O ápice do absurdo é quando parte da sociedade, em veemente militância contra a corrupção, chegou a acreditar que existia um projeto de criminalização do Caixa 2. Como assim? Antes podia fazer Caixa 2, não era crime? A linguagem moldou a realidade.

Esse exercício também toma o debate político na mão oposta, em que o uso exaustivo de uma palavra muito forte para descrever condutas corriqueiras acaba esvaziando de gravidade a barbárie.

O melhor exemplo é o uso da palavra "fascista" pela esquerda brasileira. Ao enxergar fascismo até em barraquinha de cachorro-quente e chamar de fascista todos que discordem de seus ídolos políticos, a esquerda promoveu o fenômeno perverso de naturalizar condutas gravíssimas aos olhos de muita gente. Se tudo é fascismo, nada é.

Na direita, os seguidores do guru dos filhos do presidente Bolsonaro fizeram o mesmo, por exemplo, com a palavra "comunismo" e a expressão "socialismo fabiano". São usadas geralmente para descrever qualquer pessoa que discorde de membros da seita on-line do astrólogo, não para se referir a seus significados reais.

Se o fenômeno do eufemismo, num primeiro momento, atendeu à canalhice dos políticos brasileiros, depois passou a confortar o medo que temos das coisas da política. Durante muito tempo, o cidadão brasileiro quis apenas uma coisa da política: distância. Quando percebemos o erro, nos deparamos com um monstro a domar.

Suavizamos as palavras tentando suavizar seus efeitos, como fazemos as mães ao confortar crianças pequenas diante de crises familiares, financeiras ou de saúde. Não estamos falidos, precisamos só economizar um pouquinho. O pai não foi embora, precisa só de um tempo para pensar. Vovô não morreu, virou estrelinha.

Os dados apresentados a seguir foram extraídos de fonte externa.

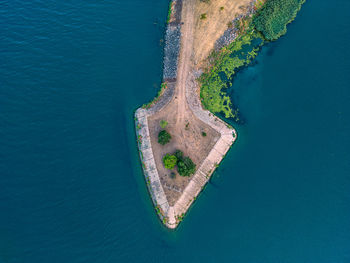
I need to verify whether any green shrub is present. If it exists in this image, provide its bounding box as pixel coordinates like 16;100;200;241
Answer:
159;120;168;129
177;156;196;176
253;0;305;40
200;13;207;20
163;154;177;170
158;130;171;145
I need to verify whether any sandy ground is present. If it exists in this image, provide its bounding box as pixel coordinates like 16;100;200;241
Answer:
191;0;251;66
148;0;250;206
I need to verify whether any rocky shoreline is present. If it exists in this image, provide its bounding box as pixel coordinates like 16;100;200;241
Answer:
135;0;245;229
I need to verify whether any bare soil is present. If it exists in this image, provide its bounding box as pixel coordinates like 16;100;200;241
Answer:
148;0;251;206
193;0;251;67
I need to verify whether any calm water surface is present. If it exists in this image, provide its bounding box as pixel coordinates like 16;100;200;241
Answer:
0;0;350;263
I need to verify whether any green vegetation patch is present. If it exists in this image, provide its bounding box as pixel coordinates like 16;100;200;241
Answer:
199;0;305;122
163;154;177;170
158;130;171;145
159;120;168;129
199;28;262;121
166;1;174;24
253;0;305;40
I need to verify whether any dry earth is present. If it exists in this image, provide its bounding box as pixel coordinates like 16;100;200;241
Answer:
193;0;251;67
148;0;251;206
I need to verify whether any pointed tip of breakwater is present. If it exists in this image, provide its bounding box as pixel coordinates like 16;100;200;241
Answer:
135;0;237;229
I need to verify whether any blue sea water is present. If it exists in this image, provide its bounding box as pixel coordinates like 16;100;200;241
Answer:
0;0;350;263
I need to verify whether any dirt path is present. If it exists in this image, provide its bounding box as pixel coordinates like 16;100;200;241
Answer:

É nessa alienação aconchegante que temos chamado canalhice de zueira, racismo de polêmica, machismo de papo reto, roubo de luta política, capacho de apoiador, bajulador de militante. Há exemplos infinitos dos nossos recursos mentais para não ter de tomar atitudes diante daquilo que tememos.

Se um fulano é doidinho, pode ser até divertido assistir suas bobagens. Mas, se o mesmo fulano é um antissocial sádico, temos obrigação de agir para não sermos cúmplices. Melhor chamar de doidinho, afagar nossas ilusões, esconder nossa covardia, tocar nossa vidinha cotidiana com assuntos mais leves.

Não dar às coisas o nome que elas têm nada tem a ver com educação, é apenas covardia. Fingindo não ver o óbvio, justificamos moralmente para nós mesmos o nosso comportamento de apatia quando precisamos agir ou de apoio a maldades que decidimos suportar.

Precisamos parar de ter medo da política e dos políticos. Ela nos pertence como povo e eles trabalham para nós, não estão acima dos cidadãos comuns. É dever ser rigoroso com quem nos representa e implacável com bajuladores que vivem de suavizar condutas malignas dos poderosos.

A linguagem molda o pensamento. Toda vez em que falhamos em dar o nome certo às ações que presenciamos estamos sabotando nossas reações como indivíduos e como sociedade. Abrimos espaço para falastrões incapazes de realizar uma vírgula pelo bem comum.

O mal existe, não precisamos ter medo de admitir. O mal é mal mesmo, ponto. Simples assim. Enfrentemos na medida das nossas forças e nos ajudemos em nossas fraquezas. O que não podemos mais sustentar é a troca de palavras, essa caminhada cega para a alienação.